The reporter had written
the second article. "People who get their ideas about criminal lawyers
from TV probably would be disappointed in Grady Fletcher. He lacks flash but
stands up straight, his posture neither ramrod nor slouched. He doesn't smoke, doesn't wear thousand dollar
suits. His voice is soft and low, one of
his assets. He speaks truth with a voice inviting confidences."
As nice as that was,
Grady’s stomach cramped over pressure and strain from Drew Barker’s final
article with the headline, Tori
Morningstar, Released Today. Picked
up by the online service, Newser, KTLA and CBS Los Angeles, they planned to
broadcast his arrival to escort his client from Gladstone.
Tori’s decade-long
prison sentence ended today but with a sobering fear over tomorrow.
When was a July morning
this hot? Grady balanced her release papers on his lap as he rolled up one
sleeve then the other while gripping the damp steering wheel. Sweat blossomed
on his throbbing forehead, wrapped like a python[S-E1] ’s
grip. He adjusted the dial for the AC and embraced the challenge of helping
another client get back on track. Embrace and conquer. Or at least sound like
it.
Grady didn’t
necessarily believe in heaven, but suppose such a place existed and he was
eligible for entry when his time came? He expected it’d look like a courtroom
where he won appeals for deserving people.
The mobster’s daughter,
Tori Rourke, took Morningstar as her surname. She’d run from the Irish mob but
couldn’t hide.
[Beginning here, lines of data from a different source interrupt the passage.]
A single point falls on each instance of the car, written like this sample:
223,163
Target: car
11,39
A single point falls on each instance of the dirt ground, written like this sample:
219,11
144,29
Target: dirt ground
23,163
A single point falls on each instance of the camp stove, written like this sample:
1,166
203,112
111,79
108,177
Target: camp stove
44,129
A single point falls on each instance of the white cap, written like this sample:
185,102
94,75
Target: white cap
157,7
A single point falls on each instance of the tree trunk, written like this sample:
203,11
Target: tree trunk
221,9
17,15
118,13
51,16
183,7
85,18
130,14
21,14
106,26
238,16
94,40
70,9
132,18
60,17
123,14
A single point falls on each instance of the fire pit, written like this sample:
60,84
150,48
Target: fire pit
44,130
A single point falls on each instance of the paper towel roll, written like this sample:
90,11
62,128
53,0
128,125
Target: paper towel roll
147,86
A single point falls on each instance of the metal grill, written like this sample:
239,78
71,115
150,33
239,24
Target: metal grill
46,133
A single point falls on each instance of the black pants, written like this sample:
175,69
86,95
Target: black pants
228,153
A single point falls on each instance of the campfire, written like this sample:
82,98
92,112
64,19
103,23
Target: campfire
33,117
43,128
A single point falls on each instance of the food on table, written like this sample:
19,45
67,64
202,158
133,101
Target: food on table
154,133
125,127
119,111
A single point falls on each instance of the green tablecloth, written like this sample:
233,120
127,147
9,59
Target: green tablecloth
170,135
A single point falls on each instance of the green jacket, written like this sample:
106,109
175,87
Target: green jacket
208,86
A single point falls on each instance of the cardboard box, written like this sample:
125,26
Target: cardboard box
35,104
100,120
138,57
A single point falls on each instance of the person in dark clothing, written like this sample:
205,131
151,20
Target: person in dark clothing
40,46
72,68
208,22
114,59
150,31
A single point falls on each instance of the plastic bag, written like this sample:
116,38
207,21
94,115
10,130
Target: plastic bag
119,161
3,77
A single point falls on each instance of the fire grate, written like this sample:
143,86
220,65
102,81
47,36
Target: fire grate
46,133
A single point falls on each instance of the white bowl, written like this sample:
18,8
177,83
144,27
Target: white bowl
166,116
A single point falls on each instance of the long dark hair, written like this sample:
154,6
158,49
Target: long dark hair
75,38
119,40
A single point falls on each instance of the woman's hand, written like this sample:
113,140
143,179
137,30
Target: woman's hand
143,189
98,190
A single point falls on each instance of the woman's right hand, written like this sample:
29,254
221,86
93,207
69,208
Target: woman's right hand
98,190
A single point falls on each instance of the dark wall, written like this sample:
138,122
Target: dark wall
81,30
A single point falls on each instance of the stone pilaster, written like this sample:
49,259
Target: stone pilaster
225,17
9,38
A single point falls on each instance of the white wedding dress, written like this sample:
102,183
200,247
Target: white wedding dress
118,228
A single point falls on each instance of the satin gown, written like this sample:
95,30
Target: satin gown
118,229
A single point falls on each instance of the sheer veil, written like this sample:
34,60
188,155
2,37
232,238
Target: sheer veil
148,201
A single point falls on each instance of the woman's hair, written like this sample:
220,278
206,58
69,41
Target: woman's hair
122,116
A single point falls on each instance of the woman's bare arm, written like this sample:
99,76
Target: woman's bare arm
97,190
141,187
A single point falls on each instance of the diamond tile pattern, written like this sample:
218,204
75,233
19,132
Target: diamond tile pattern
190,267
With no patience for those who leave its ranks, the mob had framed
her. She’d spent a decade at Gladstone.
His most recent client,
Tyrone Marquis, black and poor, worked at a poultry plant where he’d plucked,
hacked, and processed thousands of chickens. Marquis had written a bad check
and committed a petty theft. The court had handed him a twenty-year prison
sentence. When Grady believed in the falsely accused or excessively sentenced,
he fought hard from a deep pit. He won this man’s appeal.
Poor and black did not
describe Tori, born into an Irish crime family, but in essence, she was
marginalized and excluded too. Society detests any mobster association.
His cousin, Finbar
Donahue, managed the trust accounts for the Rourke offspring. In spite of
Finn’s hostile relationship with the mob, he’d followed Tori’s murder trial.
Finn had guilted Grady
into appealing her case. “She’s a fringe relative. Okay. Not by blood, but come
on.” Finn’s words landed like punches, sapped his resistance.
The closer he got to
the maximum-security complex, the more his heart pounded with blood pressure
exploding like a grenade. Thump, thump. How safe will she be when freed? He
scrambled for his game face.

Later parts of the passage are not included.